Most people know about the fact that a tomato is really a fruit and not a vegetable. In your science class you probably learned that fruits come from the ovaries of plants and bear seeds, while vegetables are all the other parts of plants (stems, roots, leaves, etc.). There are foods that continually  get mis-categorized, and that's especially true of nuts. In this  post I will explain what a cashew nut is, and why it's not truly a nut.

I love cashews and cashew butter, but I always wondered what exactly a cashew nut looked like. Sure, they come in bags with almonds, walnuts, peanuts, and other mixed nuts. They're even sold in the nut aisle, but when I did a little digging I found out that the cashew is not truly a nut.


Here are the characteristics of a nut as they are described by botanists: 

  • Inedible hard outer shell.
  • Inner edible seed
  • The outer hard shell does not break open when ripe { indehisent (in-dee-hiss-ant)}
  • Examples of seeds that are nuts: acorns, hazelnuts, and chestnuts

The term nut is confusing because cooks and laymen have often use the term "nut" to refer to any edible kernel inside a hard shell, such as walnuts, almonds, and pecans. These are not really, botanically speaking, nuts. This is because they are technically DRUPES or stone fruits. Yes,  drupes are seeds, just like nuts, but they come from the ovary wall of a flower and are surrounded by fleshy goodness.  Examples of this would be a peach, the fleshy hull of a walnut, or the fleshy covering of a pecan. Yes, they also have a hard outer covering that requires cracking, but there's an extra step to get get to the stone fruit of drupes, namely removing or fermenting the outer fleshy bits covering the inner seed. Other famous examples of drupes include coffee, mango, and olives.

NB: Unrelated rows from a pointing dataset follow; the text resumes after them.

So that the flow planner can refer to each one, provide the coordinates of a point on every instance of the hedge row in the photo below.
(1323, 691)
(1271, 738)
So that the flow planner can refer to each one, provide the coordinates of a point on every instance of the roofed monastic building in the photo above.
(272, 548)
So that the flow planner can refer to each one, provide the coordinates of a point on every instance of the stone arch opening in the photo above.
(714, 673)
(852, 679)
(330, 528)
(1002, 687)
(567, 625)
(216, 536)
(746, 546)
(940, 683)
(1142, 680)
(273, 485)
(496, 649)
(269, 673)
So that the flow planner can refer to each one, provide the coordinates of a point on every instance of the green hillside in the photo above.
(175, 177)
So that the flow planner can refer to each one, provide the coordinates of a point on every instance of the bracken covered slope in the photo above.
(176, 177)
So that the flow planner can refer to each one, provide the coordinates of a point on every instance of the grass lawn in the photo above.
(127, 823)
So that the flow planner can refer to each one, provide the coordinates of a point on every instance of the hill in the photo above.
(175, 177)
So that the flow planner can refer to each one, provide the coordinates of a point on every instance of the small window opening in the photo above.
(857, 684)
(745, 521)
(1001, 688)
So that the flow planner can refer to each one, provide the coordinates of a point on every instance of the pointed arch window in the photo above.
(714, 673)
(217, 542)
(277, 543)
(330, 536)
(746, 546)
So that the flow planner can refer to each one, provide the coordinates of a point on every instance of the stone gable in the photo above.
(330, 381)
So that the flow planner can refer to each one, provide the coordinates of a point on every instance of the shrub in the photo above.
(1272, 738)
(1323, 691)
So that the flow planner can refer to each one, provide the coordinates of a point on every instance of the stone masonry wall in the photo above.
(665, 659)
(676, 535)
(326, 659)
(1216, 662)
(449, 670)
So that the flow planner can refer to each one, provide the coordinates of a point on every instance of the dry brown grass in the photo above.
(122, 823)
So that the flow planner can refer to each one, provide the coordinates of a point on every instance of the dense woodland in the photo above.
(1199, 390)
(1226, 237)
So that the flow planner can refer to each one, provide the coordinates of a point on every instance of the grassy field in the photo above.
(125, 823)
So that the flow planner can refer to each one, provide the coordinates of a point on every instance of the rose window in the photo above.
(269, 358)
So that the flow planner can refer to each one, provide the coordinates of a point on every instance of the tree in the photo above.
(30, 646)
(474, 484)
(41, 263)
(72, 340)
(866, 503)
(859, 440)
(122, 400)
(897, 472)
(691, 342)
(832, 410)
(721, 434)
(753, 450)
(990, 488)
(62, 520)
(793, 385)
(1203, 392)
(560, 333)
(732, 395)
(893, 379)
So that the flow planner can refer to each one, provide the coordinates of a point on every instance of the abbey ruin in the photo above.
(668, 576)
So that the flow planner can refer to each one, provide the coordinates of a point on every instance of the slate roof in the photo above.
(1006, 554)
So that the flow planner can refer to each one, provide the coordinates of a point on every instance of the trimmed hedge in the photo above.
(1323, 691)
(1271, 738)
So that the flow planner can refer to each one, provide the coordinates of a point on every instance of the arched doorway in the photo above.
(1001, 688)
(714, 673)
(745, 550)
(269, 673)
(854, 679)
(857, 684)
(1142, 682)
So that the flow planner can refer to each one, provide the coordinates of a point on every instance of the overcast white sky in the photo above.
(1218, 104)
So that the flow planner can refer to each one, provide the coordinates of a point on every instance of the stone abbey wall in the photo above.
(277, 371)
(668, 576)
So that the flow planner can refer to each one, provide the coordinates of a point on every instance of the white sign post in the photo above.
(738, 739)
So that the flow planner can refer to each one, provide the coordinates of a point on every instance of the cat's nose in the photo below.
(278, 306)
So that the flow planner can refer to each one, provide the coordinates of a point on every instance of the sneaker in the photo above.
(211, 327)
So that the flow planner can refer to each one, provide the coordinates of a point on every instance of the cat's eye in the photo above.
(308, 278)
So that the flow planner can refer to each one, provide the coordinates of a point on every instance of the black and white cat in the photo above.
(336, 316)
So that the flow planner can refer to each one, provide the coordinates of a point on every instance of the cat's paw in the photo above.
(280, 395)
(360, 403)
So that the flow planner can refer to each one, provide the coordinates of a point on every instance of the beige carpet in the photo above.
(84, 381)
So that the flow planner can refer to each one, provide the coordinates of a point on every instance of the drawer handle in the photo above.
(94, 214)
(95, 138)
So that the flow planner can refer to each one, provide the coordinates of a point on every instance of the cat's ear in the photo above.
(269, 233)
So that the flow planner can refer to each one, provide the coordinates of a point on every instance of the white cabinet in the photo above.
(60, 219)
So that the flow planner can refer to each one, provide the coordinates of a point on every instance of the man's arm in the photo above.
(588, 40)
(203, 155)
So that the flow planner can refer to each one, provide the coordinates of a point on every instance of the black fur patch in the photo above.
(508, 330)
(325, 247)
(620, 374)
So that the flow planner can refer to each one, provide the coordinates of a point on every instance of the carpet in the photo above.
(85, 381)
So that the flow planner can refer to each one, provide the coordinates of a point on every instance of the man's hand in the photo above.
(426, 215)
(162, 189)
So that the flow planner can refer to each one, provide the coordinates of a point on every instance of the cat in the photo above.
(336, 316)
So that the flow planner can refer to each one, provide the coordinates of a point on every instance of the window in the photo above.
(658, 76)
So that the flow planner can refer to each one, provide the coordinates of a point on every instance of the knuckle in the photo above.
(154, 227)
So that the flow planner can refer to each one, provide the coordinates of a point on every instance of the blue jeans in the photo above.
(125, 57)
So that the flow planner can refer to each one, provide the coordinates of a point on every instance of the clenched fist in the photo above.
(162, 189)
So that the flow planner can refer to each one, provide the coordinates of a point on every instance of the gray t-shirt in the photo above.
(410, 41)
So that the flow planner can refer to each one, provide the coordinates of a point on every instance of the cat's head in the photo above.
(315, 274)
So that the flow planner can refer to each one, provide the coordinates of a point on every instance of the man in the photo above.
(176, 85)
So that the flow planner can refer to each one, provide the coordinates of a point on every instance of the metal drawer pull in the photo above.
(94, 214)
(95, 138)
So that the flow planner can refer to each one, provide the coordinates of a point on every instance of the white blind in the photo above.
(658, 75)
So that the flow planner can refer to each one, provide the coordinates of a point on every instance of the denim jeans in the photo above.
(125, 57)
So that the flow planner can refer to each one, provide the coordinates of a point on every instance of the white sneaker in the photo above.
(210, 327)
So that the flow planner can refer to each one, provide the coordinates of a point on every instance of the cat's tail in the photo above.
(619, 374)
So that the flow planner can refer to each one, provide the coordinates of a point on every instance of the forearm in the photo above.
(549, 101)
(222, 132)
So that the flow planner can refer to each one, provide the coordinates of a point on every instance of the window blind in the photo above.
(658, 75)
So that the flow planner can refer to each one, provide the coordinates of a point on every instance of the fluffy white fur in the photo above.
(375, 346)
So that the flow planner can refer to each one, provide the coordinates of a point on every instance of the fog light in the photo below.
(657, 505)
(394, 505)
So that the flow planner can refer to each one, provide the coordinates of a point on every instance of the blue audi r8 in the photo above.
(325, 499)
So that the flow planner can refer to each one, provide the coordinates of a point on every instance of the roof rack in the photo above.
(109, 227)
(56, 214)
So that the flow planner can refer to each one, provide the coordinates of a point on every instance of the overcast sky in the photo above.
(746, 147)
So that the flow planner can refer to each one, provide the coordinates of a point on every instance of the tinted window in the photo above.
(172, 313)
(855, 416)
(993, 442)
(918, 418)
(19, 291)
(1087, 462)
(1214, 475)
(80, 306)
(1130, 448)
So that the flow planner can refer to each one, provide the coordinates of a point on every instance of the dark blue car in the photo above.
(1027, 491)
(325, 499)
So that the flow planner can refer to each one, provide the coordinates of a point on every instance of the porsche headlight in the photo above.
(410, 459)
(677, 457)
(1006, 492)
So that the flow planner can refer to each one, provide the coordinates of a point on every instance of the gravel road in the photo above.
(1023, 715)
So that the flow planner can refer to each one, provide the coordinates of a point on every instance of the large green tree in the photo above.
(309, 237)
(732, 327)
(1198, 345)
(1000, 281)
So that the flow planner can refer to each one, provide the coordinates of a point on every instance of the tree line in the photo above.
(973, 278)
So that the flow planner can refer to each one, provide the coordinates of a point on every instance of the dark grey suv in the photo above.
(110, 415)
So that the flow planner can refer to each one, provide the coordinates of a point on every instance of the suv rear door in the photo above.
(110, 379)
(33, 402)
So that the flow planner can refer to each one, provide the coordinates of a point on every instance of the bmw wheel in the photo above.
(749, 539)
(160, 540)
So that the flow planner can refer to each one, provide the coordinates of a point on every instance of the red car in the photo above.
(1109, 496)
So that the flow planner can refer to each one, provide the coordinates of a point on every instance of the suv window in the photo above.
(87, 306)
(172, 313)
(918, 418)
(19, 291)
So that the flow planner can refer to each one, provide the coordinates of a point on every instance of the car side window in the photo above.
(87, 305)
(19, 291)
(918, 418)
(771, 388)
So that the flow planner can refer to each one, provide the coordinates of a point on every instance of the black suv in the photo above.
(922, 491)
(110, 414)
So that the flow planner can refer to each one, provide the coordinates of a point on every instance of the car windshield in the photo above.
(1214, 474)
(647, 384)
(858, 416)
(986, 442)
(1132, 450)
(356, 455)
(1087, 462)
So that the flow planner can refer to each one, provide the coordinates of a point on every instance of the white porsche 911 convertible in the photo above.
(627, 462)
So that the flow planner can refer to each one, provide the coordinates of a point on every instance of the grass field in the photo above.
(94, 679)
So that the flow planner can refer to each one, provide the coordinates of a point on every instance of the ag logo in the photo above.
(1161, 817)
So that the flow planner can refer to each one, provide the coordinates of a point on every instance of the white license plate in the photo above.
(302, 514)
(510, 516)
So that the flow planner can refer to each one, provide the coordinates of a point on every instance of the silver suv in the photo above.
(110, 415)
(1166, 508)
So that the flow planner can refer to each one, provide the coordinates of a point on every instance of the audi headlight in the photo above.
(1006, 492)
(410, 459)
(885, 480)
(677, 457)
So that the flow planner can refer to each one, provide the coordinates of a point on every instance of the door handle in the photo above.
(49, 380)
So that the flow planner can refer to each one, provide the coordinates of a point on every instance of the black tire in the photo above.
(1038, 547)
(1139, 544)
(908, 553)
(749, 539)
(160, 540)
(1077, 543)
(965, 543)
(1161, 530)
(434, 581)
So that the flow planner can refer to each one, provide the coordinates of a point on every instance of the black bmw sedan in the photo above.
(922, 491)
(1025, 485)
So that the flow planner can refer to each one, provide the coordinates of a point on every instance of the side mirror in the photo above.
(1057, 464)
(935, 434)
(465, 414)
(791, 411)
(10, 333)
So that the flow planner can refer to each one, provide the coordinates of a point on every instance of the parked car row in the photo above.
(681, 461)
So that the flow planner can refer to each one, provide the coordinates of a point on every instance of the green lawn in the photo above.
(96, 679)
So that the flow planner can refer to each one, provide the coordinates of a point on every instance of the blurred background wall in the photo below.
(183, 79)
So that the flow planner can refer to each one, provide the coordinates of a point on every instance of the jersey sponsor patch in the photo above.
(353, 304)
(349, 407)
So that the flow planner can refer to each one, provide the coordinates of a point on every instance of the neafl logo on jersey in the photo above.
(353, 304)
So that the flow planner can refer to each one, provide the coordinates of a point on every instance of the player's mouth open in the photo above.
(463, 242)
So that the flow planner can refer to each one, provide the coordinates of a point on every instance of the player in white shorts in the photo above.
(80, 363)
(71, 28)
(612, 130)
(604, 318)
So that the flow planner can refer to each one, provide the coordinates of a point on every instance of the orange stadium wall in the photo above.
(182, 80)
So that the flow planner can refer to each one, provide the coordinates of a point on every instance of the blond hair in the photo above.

All of this brings us to the cashew nut. The word cashew comes from the derivative of Portuguese for the cashew tree caju, and the South American term acaju. This is also the shortened French word acajou. All of these are the terms for the actual tree which produces the nut. You see, a cashew is really the seed of the cashew tree (Anacardium occidentale), which is an evergreen tree that grows in tropical and humid environments. It's native to Brazil, but has been exported as a crop tree to Vietnam, India, and Africa. The tree can grow up to 40 feet high, though there are cultivar shrubs that are smaller and easier to harvest.

Cashew plant botanic illustration (Image: Wiki Commons, see attribution)
Cashew tree leaves and fruit (Photo: Pixaby, see attribution)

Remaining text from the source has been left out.